Event Date: May 10th, 1982
Event Description: New Grid League Planned
Source: New York Times (Michael Strauss)
Plans for a new professional football league, comprising 12 teams and with a season running from March to July, will be announced next week.
The league, whose investors have been working for months to create it, will be called the United States Football League and will have franchises representing several leading cities, including New York.
''Our league believes that the sports fan in the United States wants to see more than the current 16-game professional football season,'' Peter B. Spivak, a former Michigan judge who is the league's acting chairman and co-owner of the Detroit franchise, said at a news conference at the ''21'' Club. ''After all, his favorite baseball team plays a 162-game schedule, and the basketball season runs 82 games.''
Spivak was vague in responding to several questions as to how his group could gain credibility and strength in an era when the efforts of other fledgling sports leagues, such as the World Football League, had ended in failure.

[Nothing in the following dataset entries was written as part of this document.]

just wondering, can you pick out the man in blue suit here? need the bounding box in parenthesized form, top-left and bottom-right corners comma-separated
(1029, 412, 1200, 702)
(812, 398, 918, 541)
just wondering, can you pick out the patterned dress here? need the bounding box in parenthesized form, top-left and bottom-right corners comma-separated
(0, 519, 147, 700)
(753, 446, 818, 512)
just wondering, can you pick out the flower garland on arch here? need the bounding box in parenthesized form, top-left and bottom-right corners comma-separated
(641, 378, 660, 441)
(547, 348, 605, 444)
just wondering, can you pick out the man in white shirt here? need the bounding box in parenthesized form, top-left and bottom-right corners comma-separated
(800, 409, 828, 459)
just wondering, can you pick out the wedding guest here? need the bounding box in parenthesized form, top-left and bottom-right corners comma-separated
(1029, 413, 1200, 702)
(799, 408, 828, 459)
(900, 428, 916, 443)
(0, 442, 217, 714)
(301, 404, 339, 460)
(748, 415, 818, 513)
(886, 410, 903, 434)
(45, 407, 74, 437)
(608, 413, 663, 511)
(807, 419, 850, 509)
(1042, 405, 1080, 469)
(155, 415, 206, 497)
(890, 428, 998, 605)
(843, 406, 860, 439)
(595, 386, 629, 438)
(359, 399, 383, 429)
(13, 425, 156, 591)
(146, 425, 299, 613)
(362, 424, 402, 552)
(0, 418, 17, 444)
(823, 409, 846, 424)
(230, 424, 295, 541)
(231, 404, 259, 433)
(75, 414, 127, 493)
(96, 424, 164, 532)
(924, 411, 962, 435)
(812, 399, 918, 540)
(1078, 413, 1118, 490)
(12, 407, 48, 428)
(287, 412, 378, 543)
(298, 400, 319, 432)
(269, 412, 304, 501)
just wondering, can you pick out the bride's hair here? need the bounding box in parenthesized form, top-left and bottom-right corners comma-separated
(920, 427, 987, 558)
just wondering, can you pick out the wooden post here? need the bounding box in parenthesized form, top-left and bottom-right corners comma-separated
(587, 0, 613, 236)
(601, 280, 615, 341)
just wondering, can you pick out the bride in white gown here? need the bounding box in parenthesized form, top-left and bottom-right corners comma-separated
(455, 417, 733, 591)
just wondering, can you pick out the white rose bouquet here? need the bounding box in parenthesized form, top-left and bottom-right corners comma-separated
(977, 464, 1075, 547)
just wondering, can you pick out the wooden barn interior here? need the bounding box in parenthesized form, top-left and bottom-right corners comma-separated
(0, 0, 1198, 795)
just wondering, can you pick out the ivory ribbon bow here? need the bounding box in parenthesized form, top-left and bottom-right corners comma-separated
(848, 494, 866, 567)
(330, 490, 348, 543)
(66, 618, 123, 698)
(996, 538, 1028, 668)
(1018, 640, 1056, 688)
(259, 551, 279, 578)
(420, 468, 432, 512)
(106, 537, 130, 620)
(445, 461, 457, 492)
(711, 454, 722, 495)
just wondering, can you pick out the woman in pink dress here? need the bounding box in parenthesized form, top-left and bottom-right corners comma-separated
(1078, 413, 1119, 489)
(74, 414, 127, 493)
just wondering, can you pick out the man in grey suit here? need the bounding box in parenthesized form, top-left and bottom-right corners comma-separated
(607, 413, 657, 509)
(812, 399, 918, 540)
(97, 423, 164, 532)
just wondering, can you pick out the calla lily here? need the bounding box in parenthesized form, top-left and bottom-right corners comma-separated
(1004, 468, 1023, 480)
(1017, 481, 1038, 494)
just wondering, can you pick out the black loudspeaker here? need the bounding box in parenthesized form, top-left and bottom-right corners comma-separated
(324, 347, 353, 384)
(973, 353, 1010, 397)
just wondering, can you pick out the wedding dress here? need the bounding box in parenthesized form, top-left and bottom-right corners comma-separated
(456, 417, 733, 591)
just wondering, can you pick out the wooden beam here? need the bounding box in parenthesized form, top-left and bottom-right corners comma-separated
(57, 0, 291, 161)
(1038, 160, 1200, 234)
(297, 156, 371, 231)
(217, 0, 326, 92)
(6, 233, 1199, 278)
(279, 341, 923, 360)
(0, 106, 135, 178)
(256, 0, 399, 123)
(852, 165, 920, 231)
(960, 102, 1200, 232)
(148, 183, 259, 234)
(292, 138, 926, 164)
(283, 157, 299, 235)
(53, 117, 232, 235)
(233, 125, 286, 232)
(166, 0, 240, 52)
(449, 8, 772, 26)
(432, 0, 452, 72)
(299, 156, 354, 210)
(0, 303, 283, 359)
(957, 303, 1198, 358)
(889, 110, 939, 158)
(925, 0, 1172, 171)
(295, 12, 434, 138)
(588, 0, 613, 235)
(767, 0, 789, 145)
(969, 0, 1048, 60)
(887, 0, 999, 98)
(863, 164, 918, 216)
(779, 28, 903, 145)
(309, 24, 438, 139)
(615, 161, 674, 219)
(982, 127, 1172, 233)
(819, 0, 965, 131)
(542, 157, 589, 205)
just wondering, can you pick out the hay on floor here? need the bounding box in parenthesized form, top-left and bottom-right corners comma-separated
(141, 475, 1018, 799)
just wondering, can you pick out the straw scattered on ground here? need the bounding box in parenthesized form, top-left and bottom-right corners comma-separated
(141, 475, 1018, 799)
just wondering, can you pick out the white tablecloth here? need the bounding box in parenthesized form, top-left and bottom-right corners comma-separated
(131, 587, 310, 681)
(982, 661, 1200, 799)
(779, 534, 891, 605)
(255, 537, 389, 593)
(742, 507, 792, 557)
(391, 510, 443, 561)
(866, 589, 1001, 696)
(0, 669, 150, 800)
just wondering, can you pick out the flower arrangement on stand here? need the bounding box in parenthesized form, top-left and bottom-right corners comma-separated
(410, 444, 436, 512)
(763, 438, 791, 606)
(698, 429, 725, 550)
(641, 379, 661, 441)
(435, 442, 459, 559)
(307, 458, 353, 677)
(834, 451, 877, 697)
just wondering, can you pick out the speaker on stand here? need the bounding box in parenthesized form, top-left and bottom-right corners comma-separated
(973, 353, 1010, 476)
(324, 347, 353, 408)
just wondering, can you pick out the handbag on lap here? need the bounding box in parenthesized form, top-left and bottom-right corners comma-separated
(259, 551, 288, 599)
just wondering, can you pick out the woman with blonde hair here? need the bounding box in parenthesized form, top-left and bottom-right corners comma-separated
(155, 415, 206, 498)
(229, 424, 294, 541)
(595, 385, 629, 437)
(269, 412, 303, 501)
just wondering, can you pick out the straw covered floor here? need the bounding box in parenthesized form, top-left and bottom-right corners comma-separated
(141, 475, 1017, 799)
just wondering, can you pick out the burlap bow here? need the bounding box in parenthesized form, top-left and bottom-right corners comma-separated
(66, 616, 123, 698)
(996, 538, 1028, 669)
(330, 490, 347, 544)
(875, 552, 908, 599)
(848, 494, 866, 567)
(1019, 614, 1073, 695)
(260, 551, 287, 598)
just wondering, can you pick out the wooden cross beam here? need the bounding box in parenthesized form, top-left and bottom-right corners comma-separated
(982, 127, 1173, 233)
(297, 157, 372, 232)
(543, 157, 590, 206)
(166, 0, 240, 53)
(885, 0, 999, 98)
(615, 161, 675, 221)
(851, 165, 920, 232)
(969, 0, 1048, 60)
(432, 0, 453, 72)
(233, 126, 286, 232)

But he said that the undertaking was backed by sufficient cash.
''Owners have pledged to commit over $100 million in capital over the next two years,'' he said, ''to insure the success of this venture, whose headquarters will be in New York.''
Among the owners are: David F. Dixon, the league's founder, who formerly was chief executive of the Louisiana Superdome in New Orleans and who, with Lamar Hunt, was co-founder of World Championship Tennis; John F. Bassett, head of a movie company in Toronto and former chief executive of the Memphis franchise in the W.F.L. and the Toronto and Birmingham franchises in the World Hockey Association, which is also defunct, and Randy Vataha, a former player with the New England Patriots and the Green Bay Packers.
The owner of the New York team will be J. Walter Duncan, head of an oil-gas producing company with headquarters in Oklahoma City.
Saban Expresses Interest
Lou Saban, the Yankee president, attended the conference and, in response to reports that he had been offered the job of coach of the Denver franchise, said later that he was interested in having some role with the team.
Though acknowledging that no definite arrangements had been made for stadiums, Spivak listed the cities in which he said the teams would play:
Boston, Harvard Stadium; Birmingham, Legion Field; Chicago, Soldier Field; Denver, Mile High Stadium; Detroit, Tiger Stadium and the Silverdome; Los Angeles, the Coliseum; New York, most likely Giants Stadium; Philadelphia, Franklin Field or Veterans Stadium; San Diego, Jack Murphy Stadium; San Francisco, undetermined; Tampa, Tampa Bay Stadium, and Washington, RFK Stadium.